En su aparición original, estas cosas se decían con trasfondo de menemismo. Hoy las leemos a casi dos décadas de distancia, en las que cupieron por lo pronto doce años de progresismo y kirchnerismo (aclaro, por si hace falta, que no soy y nunca fui ninguna de las dos cosas: ni progresista ni kirchnerista); y actualmente, como es notorio, ocupa el poder político un gobierno de la derecha más recalcitrante. Lo que vuelve indispensable, a mi entender, preguntarse desde dónde se enuncian, cada vez, los ataques al progresismo, a sus taras y sus lugares comunes. Porque la realidad política argentina podría estar expresando, hoy en día, qué tanto se le ha hecho el juego a los sectores más reaccionarios. O dicho en otros términos: cuánto y cómo las críticas al progresismo fueron hechas por derecha, o bien, tanto peor, para la derecha, es decir, en su beneficio.

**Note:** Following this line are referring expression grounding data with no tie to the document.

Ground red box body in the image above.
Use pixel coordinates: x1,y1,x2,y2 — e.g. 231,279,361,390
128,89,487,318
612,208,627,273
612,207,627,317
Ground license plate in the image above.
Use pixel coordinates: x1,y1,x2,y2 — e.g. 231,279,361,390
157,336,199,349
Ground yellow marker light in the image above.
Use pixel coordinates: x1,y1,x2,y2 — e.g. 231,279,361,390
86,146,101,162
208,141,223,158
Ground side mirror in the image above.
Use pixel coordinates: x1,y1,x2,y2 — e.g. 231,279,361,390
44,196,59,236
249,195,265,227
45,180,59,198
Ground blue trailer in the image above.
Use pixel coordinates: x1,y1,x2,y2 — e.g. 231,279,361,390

Fogwill habla contra los otros. No con los otros, ni hacia los otros, sino contra los otros. Por eso, en un momento dado de la charla, viendo que un poco se ha perdido, se detiene y pregunta: “¿De qué me hacían hablar…?”. Y González le contesta con una verdad sencilla y enorme: “Hablabas solo…”. Me resulta un momento clave para definir las respectivas visiones. Fogwill habla hasta tal punto en función de los otros, que no puede sino sentir que son los otros los que lo están haciendo hablar; González le devuelve una versión distinta, lacerante, corrosiva, que es que habla solo, completamente solo, ni para los otros ni contra los otros ni por los otros, sino solo.

González, Rinesi, Ferrer, López parecen haber asistido a la reunión munido cada cual con su respectivo saco roto, para hacer caer ahí cada una de las provocaciones de Fogwill, y tratar de quedarse en cambio, en lo posible, con su lucidez, con su inteligencia, con su disidencia. Este “campo enemigo” le brindó así la mejor de las escuchas posibles; la contraria, la exactamente contraria, es la que domina casi por entero el presunto “campo amigo”, que celebra sus previsibles bravatas con una incondicionalidad servil, sin siquiera atisbar en su disidencia el brillo de la inteligencia y de su lucidez. Cuando colaboraba en la sección “Escritores” del diario Perfil, trabajo que hizo hasta su muerte, había entre los comentaristas de la versión electrónica del diario un sujeto que se hacía llamar “fogwillcito”. Le dispensaba a Fogwill los elogios más enfáticos y superlativos. Obviamente lo estaba cargando. Siempre me llamó la atención lo mucho que Fogwill se enojaba con eso, el tiempo que dedicó a desenmascarar al anónimo; lejos de cualquier displicencia, se engranaba de verdad. Acaso porque alcanzó a entender así, en la insistencia zumbona de ese típico gastador de Internet, la forma que podía cobrar un posible fracaso suyo: la forma de la veneración adulona de los nuevos fogwillcitos.

Hacia el final de Diálogos en el campo enemigo, Fogwill protesta: “lo que me molesta de esta entrevista, es que me tomen en serio”. Ésa fue su queja. Tuvo razón, era verdad. Porque González y Rinesi, Ferrer y María Pía López, lograron no tomarlo en serio, porque supieron cuándo y cómo dejar de tomarlo en serio, es que pudieron tomarlo en serio. Es quizás, de todo el libro, lo que hoy tiene más vigencia.